COVID-CT中把新冠肺炎CT图片识别,当做的一个二分类问题,即肺部CT中有新冠病毒和无病毒两种情况。CSDN的作者意疏改了代码结构、删了很多东西也引入了visdom来可视化训练过程。作为一个深度学习初学者,主要是体验一下过程。我参照作者给的逻辑,将代码写在notebook中,做了一下数据的分析,以及重新组织代码。
这次主要采用 DenseNet网络结构。
提示
由于我没有GPU,我是使用CPU训练的。大家如果有GPU,则只需要取消下按照下图更改即可:
- 定义训练函数
- 定义训练过程
- 定义测试过程
环境搭建
pip install --upgrade visdom
数据处理
1. 下载数据
本次实训,我们将采用来自加州大学圣地亚哥分校、Petuum 的研究者构建了一个开源的 COVID-CT 数据集,其中包含216例患者的349张COVID-19 CT图像和463张非COVID-19 CT图像。
下载地址:https://github.com/UCSD-AI4H/COVID-CT
- 我们主要关注
Data-splitImages-processed这两个文件夹。
2. 观察数据集
2.1 数据类
在Images-processed文件夹下,CT_COVID(阳性) CT_NonCOVID(阴性)
我们发现Images-processed文件夹下有一些损坏的数据集,如下图。
我们使用替换的方法将这些数据集给替换了
import os
import numpy as np
import pandas as pd
import seaborn as sns
from PIL import Image
from PIL import ImageEnhance
from skimage.io import imread
import matplotlib.pyplot as plt
import cv2
# 创建存储新的文件夹
new_file = './newfile/'
if not os.path.exists(new_file):
os.makedirs(new_file)
# 将损坏的数据集凡在damage_data文件夹
# 将损坏的数据名称用enumerate() 函数存储起来
lists = os.listdir('damage_data')
lists_a = enumerate(lists)
# 随机挑选一张新冠肺炎的照片做完样本
img=cv2.imread("./1.png")
# 生成照片
for i, j in lists_a:
copyimg=np.zeros(img.shape,np.uint8)
copyimg=img.copy()
grayimg=cv2.cvtColor(img,cv2.COLOR_BGR2GRAY)
cv2.imwrite(new_file + j ,img,[int(cv2.IMWRITE_JPEG_QUALITY),5])
cv2.waitKey(0)
cv2.destroyAllWindows()
print('完成')
- 结束后将生成的照片拷贝到原来的文件夹
2.2 查看CT_COVID(阳性) 阳性数据集
dataset='./Images-processed/'
ct_h = os.path.join(dataset,"CT_COVID")
select_ct="CT_COVID"
rows,columns = 4,5
display_folder=os.path.join(ct_h,select_ct)
lists = os.listdir(display_folder)
# print(lists)
lists = enumerate(lists)
print(lists)
total_images=rows*columns
fig=plt.figure(1, figsize=(20, 10))
for i, j in lists:
img = plt.imread(os.path.join('./Images-processed/CT_COVID/CT_COVID/',j))
fig=plt.subplot(rows, columns, i+1)
fig.set_title(select_ct, pad = 11, size=20)
plt.imshow(img)
if i==total_images-1:
break
2.3 查看没有得新冠得数据集
dataset='./Images-processed/'
select_ct="CT_NonCOVID"
rows,columns = 4,5
lists = os.listdir('./Images-processed/CT_NonCOVID/')
lists = enumerate(lists)
total_images=rows*columns
fig=plt.figure(1, figsize=(20, 10))
for i, j in lists:
img = plt.imread(os.path.join('./Images-processed/CT_NonCOVID/',j))
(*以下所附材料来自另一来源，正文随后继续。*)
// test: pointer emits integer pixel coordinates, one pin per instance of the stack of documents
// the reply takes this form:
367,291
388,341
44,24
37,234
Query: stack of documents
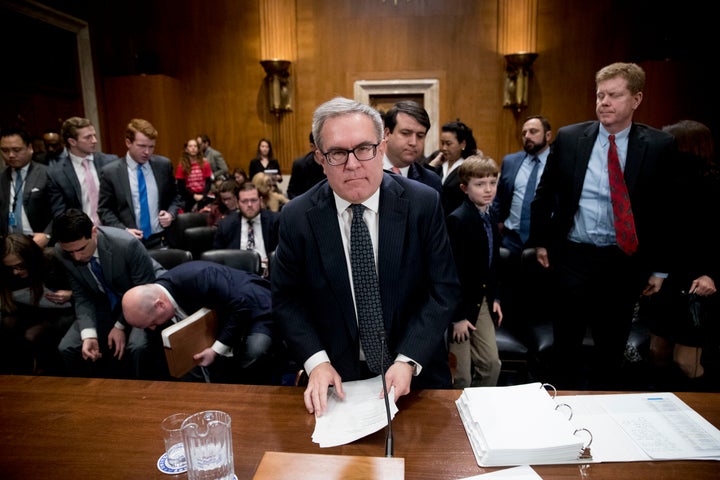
361,413
525,425
518,425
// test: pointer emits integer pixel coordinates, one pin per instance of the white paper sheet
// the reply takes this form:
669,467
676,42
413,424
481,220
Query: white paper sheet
360,414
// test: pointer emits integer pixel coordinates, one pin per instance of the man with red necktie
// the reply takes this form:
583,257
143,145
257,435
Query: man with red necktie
598,222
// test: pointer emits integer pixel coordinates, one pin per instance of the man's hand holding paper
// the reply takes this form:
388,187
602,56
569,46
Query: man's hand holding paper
360,413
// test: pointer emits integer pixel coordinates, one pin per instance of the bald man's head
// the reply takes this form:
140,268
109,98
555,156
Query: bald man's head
147,306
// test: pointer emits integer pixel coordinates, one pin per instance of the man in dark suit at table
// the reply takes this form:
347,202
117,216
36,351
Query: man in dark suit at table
241,300
406,126
315,290
75,176
102,263
603,250
138,192
232,230
24,198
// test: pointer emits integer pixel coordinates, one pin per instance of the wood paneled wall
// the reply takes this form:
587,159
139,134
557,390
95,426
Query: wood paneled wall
211,50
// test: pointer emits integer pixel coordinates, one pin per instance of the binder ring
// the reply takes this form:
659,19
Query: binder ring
589,435
569,410
551,386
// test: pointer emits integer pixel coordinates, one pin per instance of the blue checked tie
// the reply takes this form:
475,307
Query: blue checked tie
97,270
145,224
367,291
527,200
251,236
17,210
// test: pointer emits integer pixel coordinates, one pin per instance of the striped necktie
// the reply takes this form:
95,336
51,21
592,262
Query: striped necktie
145,223
367,291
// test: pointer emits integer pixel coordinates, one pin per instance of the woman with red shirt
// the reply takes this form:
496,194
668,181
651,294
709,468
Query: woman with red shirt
194,177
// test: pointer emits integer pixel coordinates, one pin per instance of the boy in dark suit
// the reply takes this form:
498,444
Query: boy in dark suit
475,243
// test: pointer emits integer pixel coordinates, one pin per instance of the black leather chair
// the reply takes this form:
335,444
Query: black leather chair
247,260
171,257
176,233
199,239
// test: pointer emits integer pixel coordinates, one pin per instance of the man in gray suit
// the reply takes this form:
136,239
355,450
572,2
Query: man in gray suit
24,199
74,177
314,288
122,185
214,158
102,263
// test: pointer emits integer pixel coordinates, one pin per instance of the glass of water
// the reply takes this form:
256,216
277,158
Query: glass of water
172,435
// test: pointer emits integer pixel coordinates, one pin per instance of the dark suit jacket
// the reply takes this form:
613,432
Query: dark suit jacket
506,185
451,196
65,189
469,243
115,206
650,156
239,298
125,263
36,199
425,175
228,230
256,167
305,173
312,299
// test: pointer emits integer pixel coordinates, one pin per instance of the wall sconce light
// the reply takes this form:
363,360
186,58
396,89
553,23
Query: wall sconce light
517,72
278,85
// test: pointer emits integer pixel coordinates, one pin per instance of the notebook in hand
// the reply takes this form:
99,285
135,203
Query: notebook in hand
188,337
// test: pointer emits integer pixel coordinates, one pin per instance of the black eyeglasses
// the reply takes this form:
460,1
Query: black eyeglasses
339,156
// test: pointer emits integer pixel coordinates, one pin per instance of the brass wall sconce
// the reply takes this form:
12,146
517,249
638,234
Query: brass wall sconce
517,73
278,85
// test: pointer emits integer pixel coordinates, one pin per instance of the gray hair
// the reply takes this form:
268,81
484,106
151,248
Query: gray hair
340,106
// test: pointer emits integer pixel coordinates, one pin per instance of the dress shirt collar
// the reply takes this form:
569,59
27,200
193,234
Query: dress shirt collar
387,165
621,136
179,312
135,165
78,160
372,203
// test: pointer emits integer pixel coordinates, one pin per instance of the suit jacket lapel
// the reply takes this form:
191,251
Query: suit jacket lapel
635,157
582,158
392,230
324,225
124,180
69,171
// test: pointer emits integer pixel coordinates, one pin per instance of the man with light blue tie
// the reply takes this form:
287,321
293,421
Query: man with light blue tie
139,192
24,199
102,263
519,177
524,298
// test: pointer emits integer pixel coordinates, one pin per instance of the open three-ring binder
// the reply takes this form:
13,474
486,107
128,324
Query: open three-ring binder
529,425
521,425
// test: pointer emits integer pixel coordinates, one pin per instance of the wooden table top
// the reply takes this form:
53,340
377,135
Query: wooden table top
71,428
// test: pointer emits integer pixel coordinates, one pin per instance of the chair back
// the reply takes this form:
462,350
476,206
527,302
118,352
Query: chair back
199,239
247,260
183,221
170,257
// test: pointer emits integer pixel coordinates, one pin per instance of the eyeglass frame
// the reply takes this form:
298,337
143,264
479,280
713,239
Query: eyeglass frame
347,152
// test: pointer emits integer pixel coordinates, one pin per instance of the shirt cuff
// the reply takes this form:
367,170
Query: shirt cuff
315,360
222,349
86,333
403,358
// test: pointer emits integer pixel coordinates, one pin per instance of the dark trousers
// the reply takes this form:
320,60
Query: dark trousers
595,287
fig=plt.subplot(rows, columns, i+1)
fig.set_title(select_ct, pad = 11, size=20)
plt.imshow(img)
if i==total_images-1:
break
2.4 划分数据集
作者已经将数据集划分成了训练集,测试集和验证集。是通过路径分配来形成不同集的,并没有在物理上划分数据集。而是在读取过程中根据不同文档中的路径,来将数据信息给不同的数据集对象。
- 查看数据集划分结果
import pandas as pd
trainCT_COVID = len(open("./Data-split/COVID/trainCT_COVID.txt",'rU').readlines())
trainCT_NonCOVID = len(open("./Data-split/NonCOVID/trainCT_NonCOVID.txt",'rU').readlines())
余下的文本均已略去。